By being based in Las Vegas?
Well, it could be worse. He could be based on Wall Street.
"Trusting a guy named Jim Blasko, who's offering you a can't-miss, get-rich-quick way to mint money out of Las Vegas is a no-brainier. Give him all your money!"
Did I mention that grandma was senile at the end?
SJW's don't eliminate discrimination. They just expropriate it for themselves.
How about a cryptocurrency that targets an inflation rate that is known to be economically stable, say 2%, by standardizing on a openly evaluated standard basket of goods. You know, how actual currencies work but without the middlemen of the reserve banks. Most of the discussion of cryptocurrencies don't even distinguish growth of money supply from inflation, even though they are two entirely different (though related) things. The cryptocurrencies currently termed "inflationary" just grow their money supply. That's not even what is meant by "inflation" when discussing real currencies like the dollar or the euro.
I was told bitcoin was perfect conceptually the only issue is with the businesses/exchanges/etc? What gives?
Then again this guy sounds like he knows what he's talking about, I'm all in!
Unbreakablecoin, that's not even on the first page of altcoins on Coinmarketcap. There are 165 cryptocurrencies with a higher market cap. Why exactly is this notable?
I really, really hope that no one involved in getting this story to Slashdot's front page hold any "ubreakablecoins".
People who term their items as "unbreakable" are usually the first to get broken because it's like issuing a challenge to people. Nothing is unbreakable.
BeauHD. Worst editor since kdawson.
200 quatloos on the newcomer!
All these bitcoin spinoffs / wannabes simply want to reset the ponzi scheme with the reinventors sitting at the top, holding all the easily mined out coins. That's it.
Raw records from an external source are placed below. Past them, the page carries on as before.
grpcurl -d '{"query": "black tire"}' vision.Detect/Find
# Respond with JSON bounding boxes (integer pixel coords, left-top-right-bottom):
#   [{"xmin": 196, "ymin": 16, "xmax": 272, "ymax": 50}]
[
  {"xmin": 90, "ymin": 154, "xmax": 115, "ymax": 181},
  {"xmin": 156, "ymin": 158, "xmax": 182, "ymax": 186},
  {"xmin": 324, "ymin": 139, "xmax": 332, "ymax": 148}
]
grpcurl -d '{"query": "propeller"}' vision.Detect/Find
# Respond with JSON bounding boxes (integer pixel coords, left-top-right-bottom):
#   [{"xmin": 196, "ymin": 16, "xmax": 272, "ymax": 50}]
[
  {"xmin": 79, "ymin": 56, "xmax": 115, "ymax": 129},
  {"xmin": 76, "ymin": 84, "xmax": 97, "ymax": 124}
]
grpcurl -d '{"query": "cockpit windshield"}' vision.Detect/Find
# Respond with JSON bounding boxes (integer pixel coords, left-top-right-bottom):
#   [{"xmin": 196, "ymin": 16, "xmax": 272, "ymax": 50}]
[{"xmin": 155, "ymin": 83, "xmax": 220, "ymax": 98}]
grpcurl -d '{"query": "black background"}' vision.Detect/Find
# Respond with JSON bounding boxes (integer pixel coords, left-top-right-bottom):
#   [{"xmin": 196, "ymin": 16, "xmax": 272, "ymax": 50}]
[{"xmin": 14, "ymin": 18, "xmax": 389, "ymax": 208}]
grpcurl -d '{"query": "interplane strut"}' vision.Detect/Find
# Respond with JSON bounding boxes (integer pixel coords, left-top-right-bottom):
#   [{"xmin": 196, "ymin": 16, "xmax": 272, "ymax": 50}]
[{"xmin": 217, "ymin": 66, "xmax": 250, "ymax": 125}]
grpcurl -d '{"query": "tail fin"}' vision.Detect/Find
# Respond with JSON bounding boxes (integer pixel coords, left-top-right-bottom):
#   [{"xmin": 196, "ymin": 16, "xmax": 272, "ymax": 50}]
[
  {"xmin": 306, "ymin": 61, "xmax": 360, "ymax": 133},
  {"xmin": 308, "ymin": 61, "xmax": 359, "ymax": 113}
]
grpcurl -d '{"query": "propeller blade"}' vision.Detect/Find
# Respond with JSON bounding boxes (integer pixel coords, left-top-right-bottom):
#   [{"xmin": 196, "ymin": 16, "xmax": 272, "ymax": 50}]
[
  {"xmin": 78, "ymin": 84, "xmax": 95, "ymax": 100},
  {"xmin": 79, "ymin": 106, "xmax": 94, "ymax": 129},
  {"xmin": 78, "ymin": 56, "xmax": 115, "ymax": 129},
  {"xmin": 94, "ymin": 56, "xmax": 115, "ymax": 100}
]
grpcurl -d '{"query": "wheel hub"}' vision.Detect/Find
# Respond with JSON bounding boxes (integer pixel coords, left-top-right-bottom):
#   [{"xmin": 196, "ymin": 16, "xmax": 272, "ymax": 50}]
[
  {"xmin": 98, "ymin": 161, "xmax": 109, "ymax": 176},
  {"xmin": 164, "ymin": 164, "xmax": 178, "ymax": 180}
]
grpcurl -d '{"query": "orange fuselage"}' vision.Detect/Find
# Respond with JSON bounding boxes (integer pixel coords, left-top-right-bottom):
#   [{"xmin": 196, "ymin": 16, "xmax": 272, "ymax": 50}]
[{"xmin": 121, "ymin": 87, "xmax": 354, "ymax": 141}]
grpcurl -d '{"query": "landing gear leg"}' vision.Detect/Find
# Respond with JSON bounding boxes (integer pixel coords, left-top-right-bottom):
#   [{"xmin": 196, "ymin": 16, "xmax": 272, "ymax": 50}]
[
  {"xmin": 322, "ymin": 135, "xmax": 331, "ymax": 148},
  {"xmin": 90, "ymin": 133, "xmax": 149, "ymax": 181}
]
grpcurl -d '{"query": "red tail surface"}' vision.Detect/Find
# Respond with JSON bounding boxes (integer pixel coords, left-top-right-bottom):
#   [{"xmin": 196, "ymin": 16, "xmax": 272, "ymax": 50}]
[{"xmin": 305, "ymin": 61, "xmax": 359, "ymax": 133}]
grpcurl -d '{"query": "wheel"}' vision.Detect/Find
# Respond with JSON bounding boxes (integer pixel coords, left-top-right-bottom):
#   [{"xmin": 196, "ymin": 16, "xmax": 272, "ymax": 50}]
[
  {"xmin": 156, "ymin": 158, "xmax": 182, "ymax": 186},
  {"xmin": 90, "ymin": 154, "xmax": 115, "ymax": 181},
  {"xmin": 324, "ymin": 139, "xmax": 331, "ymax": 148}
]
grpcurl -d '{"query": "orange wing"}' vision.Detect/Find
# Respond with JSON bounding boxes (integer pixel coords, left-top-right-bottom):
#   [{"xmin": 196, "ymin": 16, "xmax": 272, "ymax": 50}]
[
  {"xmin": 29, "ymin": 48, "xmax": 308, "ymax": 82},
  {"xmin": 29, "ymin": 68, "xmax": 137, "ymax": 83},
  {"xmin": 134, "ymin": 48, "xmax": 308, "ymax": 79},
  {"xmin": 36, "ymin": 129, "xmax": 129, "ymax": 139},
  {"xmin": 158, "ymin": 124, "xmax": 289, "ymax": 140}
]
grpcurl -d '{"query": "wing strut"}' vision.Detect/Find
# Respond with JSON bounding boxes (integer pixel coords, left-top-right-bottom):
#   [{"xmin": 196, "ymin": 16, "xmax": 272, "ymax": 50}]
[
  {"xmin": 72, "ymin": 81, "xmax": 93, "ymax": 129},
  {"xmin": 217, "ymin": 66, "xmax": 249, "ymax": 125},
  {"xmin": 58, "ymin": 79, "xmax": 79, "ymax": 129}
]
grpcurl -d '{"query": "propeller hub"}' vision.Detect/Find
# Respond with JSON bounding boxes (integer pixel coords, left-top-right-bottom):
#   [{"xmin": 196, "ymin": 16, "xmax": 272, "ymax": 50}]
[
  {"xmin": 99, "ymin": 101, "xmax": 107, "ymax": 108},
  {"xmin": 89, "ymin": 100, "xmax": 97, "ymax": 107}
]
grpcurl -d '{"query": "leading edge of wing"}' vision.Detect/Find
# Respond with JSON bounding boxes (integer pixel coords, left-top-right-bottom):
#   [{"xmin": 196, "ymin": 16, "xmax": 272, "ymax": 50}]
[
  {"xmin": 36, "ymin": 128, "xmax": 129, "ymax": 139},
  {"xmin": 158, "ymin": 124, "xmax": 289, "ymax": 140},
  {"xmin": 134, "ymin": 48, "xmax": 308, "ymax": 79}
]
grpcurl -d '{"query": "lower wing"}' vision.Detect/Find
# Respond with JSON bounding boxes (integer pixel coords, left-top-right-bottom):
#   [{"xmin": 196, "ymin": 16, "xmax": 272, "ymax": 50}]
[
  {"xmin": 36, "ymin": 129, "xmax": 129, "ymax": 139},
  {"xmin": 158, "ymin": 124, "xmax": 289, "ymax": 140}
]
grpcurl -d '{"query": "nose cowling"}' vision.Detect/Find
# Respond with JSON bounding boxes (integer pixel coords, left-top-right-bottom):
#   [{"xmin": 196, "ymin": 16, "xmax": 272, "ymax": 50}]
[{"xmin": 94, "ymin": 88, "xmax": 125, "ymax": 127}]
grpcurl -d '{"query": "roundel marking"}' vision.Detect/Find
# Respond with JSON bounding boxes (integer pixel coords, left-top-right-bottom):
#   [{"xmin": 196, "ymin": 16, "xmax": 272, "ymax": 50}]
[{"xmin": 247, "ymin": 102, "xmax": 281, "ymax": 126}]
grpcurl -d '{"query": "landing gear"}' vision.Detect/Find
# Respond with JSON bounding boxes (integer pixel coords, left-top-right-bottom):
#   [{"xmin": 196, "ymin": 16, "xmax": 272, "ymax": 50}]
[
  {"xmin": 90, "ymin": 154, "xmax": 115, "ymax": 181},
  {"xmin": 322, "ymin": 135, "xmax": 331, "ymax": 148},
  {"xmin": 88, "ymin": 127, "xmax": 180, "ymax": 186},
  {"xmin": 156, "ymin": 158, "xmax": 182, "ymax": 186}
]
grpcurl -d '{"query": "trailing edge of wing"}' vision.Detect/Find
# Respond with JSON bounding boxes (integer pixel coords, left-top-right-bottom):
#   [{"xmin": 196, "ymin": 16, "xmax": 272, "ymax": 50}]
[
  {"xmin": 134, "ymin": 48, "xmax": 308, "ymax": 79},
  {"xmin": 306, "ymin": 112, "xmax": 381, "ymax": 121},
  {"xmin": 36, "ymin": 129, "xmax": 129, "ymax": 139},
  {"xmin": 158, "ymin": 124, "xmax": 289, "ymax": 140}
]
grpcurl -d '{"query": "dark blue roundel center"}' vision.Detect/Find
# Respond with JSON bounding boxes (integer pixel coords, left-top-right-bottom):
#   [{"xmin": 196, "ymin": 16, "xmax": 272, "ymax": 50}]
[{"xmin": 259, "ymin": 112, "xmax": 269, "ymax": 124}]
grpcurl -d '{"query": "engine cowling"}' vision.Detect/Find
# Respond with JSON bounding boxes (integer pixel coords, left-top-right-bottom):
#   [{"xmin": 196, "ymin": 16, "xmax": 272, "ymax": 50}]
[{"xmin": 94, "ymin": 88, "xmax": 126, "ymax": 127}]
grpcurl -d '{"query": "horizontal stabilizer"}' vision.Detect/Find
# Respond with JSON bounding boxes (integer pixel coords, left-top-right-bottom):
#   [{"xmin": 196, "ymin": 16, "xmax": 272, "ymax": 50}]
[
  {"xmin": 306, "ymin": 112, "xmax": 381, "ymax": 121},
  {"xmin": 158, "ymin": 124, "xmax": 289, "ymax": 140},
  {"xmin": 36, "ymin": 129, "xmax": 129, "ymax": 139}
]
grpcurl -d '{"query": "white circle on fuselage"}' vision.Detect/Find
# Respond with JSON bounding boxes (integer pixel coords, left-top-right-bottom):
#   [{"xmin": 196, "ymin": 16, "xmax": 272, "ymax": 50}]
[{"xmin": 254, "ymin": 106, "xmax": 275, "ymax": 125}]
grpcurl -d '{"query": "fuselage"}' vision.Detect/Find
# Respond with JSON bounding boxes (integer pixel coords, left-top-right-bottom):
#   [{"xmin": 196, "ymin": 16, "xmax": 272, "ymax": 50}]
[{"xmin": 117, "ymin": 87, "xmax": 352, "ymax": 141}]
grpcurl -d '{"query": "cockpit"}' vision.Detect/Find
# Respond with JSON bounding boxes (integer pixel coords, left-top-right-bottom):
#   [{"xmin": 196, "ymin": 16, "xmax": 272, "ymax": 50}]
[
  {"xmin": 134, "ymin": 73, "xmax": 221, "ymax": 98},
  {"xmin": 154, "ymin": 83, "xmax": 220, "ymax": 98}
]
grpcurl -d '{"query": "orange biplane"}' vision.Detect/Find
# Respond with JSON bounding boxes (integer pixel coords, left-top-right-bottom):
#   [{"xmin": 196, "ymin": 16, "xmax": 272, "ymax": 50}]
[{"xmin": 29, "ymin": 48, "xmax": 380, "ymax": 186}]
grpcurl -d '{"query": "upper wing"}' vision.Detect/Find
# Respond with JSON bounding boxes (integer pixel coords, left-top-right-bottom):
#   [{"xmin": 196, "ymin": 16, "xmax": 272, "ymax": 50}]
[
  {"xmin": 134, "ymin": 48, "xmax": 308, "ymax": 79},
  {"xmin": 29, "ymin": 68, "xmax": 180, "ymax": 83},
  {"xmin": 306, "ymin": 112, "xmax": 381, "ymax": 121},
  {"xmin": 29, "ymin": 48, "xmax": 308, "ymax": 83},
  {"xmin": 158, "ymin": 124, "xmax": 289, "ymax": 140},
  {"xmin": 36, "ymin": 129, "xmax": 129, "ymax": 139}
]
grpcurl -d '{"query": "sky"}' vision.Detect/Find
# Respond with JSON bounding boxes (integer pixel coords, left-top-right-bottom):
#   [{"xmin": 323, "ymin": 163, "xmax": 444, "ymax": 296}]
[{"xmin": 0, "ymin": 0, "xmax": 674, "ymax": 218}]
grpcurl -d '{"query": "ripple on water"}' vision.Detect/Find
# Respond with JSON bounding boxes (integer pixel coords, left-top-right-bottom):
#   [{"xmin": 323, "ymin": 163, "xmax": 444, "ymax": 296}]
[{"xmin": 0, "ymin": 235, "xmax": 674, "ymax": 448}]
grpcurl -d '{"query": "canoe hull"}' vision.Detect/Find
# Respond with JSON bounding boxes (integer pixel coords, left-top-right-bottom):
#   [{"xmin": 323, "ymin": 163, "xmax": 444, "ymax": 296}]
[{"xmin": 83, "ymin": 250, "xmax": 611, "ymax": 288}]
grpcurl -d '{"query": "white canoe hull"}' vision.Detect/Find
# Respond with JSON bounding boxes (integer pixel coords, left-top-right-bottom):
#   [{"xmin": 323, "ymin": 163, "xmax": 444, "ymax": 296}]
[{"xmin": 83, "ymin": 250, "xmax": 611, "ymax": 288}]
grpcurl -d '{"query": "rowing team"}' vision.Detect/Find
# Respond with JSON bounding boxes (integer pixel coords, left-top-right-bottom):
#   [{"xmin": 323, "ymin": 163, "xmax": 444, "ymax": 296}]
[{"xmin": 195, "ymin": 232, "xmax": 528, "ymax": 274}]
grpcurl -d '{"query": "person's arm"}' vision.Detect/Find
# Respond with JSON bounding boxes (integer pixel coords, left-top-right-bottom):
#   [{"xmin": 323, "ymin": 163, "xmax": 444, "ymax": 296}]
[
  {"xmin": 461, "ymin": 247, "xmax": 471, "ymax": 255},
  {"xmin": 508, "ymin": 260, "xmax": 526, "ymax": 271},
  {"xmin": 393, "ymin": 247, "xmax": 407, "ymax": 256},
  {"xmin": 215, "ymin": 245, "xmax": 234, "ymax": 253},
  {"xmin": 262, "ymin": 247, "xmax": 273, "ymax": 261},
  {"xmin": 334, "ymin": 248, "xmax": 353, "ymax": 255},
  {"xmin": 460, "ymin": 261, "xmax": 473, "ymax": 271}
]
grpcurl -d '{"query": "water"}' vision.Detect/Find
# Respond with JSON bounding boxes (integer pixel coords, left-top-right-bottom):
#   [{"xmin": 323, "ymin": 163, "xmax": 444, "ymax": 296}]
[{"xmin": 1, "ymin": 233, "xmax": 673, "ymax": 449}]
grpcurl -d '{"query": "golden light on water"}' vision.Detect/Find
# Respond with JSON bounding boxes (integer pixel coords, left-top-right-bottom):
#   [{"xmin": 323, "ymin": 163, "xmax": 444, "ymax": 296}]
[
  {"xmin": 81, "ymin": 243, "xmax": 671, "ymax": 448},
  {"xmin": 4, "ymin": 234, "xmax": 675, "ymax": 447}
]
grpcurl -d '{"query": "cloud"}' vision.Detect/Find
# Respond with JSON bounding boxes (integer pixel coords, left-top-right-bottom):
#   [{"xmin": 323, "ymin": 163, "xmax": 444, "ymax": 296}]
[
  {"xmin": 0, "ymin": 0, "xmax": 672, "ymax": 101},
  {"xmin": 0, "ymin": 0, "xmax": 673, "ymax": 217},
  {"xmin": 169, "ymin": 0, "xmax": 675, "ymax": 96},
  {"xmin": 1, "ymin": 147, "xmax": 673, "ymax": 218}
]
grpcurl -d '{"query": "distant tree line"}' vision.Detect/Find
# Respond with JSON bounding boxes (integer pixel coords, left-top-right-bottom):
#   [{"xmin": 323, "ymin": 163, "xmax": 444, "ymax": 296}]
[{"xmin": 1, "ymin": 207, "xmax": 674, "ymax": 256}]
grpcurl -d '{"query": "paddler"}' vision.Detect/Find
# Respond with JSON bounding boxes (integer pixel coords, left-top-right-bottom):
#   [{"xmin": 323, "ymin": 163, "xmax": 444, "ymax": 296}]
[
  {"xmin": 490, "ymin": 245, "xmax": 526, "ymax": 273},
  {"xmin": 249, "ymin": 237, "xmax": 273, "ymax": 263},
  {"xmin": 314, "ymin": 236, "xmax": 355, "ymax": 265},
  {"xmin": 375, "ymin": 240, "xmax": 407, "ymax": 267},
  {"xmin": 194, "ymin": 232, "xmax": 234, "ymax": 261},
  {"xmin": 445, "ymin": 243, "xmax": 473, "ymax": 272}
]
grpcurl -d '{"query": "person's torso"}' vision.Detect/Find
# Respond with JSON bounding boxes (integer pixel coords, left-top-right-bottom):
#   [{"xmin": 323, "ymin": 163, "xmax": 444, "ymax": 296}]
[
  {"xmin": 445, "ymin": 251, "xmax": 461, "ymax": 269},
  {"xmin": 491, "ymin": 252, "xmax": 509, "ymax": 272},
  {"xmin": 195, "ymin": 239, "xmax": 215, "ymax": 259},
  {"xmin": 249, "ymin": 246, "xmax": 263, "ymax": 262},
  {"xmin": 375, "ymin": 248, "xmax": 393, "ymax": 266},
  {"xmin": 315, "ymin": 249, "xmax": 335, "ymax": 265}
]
Every new altcoin should be regarded as a pre-mined pump and dump scam until proven otherwise.
The great strength of bitcoin is its network effect.
Every new coin has to demonstrate how they will gather sufficient network effect to make themselves useful, the equivalent of overtaking facebook, google or amazon. It could certainly be done but think how many years it is since facebook overtook myspace! It doesnt happen very often.
SURELY NOT!!!!!
I don't even have to ask about the premine to know that this is a scaaaaaaaaaaaaaaaam.
There are over a hundred different altcoins by now. What makes this one so different that it's Slashdot-front-page worthy?
After a lot of widespread adoption, is bitcoin considered more or less perfect, or are there weaknesses or problems that should be changed/rethought? Not just software wise, but maybe in terms of assumptions like the maximum number of coins that can be minted or the nature of the blockchain network, etc.
I always wonder how you "improved" a cryptocurrency once it gained some widespread adoption? It seems like network effects and investment would make it kind of easy for an alternate currency that appears "good enough" for initial investors to get somewhat established would be impossible to fix or migrate off of, short of a panic situation where some serious flaw causes holders to be forced to dump it for something else.
Most new cryptocurrencies seem to be either just clones of bitcoin or pump and dump schemes where it's pre-mined for get-rick-quick promoters (or at least they get labeled as such). But those invested in an established one like bitcoin could also be seen as working their own vested interests, be they financial or otherwise, and either ignoring weaknesses or badmouthing potential competitors because they are invested in it.
I'm sure the former is more true than the latter, which is why I'm curious if bitcoin is as good as it can get or if after a period of adoption if there are things that could/should have been done differently.